THE ESSENTIAL
- Researchers have observed a link between childhood abuse and the development of multiple sclerosis in adult women
- In 2018, multiple sclerosis (MS) affected 100,000 people in France, including 700 children
It was already known that childhood trauma might impair the immune system and increase the risk of autoimmune disease, and that abuse, neglect and a chaotic family life were associated with an increased risk of poor mental and physical health. adulthood. A study published in the Journal of Neurology Neurosurgery & Psychiatry and carried out on nearly 78,000 pregnant women whose health was monitored between 1999 and 2008 has just shown a proven link between trauma suffered during childhood and the risk of developing multiple sclerosis in adulthood. The figures are edifying: increased risk of 65% in the event of sexual abuse, 40% in the event of emotional abuse and 31% in the event of physical abuse.
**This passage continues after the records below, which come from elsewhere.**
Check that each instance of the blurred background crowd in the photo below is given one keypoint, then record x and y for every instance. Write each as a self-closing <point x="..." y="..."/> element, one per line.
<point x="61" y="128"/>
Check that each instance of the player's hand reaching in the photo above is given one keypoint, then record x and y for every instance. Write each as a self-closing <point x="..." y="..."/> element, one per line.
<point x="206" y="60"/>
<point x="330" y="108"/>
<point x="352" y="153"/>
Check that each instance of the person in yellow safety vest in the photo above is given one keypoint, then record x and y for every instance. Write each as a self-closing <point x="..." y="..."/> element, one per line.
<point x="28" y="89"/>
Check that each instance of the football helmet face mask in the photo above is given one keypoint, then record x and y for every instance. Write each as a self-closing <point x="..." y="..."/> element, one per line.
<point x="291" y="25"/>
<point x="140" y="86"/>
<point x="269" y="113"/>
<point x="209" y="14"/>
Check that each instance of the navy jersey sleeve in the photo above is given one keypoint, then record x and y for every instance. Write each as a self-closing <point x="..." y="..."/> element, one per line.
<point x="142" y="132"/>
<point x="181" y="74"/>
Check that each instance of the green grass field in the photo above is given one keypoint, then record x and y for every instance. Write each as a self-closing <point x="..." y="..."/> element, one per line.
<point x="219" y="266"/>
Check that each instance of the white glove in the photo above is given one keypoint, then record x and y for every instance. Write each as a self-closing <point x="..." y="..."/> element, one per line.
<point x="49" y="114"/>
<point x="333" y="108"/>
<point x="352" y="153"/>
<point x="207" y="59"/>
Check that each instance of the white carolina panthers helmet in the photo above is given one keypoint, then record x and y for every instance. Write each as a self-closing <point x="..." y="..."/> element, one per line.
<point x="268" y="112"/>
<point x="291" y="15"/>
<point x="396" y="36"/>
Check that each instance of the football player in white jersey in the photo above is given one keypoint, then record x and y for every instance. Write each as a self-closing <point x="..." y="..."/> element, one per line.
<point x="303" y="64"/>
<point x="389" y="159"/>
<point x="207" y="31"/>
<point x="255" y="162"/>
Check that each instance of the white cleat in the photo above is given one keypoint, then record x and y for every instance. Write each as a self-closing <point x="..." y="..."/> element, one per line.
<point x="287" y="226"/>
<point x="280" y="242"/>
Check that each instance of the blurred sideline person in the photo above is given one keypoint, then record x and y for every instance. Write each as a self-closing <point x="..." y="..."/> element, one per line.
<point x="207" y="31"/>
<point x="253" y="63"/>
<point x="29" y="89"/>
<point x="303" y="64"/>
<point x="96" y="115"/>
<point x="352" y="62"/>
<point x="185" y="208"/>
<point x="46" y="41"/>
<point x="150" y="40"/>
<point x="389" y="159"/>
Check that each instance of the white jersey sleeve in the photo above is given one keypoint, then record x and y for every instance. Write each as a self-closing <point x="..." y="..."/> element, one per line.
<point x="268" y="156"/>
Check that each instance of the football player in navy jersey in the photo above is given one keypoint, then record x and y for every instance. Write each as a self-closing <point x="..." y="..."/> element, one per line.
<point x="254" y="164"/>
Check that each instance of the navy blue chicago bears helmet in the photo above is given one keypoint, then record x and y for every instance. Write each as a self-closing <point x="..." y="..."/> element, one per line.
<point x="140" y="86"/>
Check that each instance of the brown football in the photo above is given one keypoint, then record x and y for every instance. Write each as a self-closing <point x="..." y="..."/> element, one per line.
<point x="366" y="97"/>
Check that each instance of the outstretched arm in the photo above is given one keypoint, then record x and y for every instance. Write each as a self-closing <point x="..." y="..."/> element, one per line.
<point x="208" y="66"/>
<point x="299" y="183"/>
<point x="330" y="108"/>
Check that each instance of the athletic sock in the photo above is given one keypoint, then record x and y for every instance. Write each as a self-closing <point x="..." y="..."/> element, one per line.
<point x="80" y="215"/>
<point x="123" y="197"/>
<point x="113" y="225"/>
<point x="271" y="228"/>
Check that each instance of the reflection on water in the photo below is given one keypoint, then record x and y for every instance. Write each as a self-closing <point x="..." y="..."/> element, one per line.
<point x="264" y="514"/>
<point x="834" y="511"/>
The risk was even higher when exposed to two categories of abuse (66% increased risk) and reached 93% when exposed to all three categories, indicating a “dose-response” association, suggest researchers.
Smoking, overweight and depression
For this observational study, information on childhood abuse before the age of 18 was collected through responses to a questionnaire: a total of 14,477 women reported having suffered childhood abuse. , while 63,520 said they had not. The abused women were more likely to be smokers or former smokers – a known risk factor for MS – to be overweight and to have depressive symptoms.
Some 300 women were diagnosed with multiple sclerosis during the surveillance period, of whom nearly one in four (71;24%) said they had been abused as a child, compared to regarding one in five (14,406; 19%) in those who did not develop multiple sclerosis (77,697).
After controlling for potentially influential factors including smoking, obesity, level of education and household income, women who had been abused as children were more likely to be diagnosed with MS.
Inflammatory disease
According to the researchers, childhood abuse can disrupt brain and glandular signaling – the hypothalamic-pituitary-adrenal axis – and cause a pro-inflammatory state conducive to the development of this inflammatory and degenerative disease of the brain and spinal cord.
MS can ultimately affect all the functions of the nervous system, to varying degrees depending on the patient: vision, motor skills, balance and coordination, sensations, sphincter controls, memory and intellectual abilities.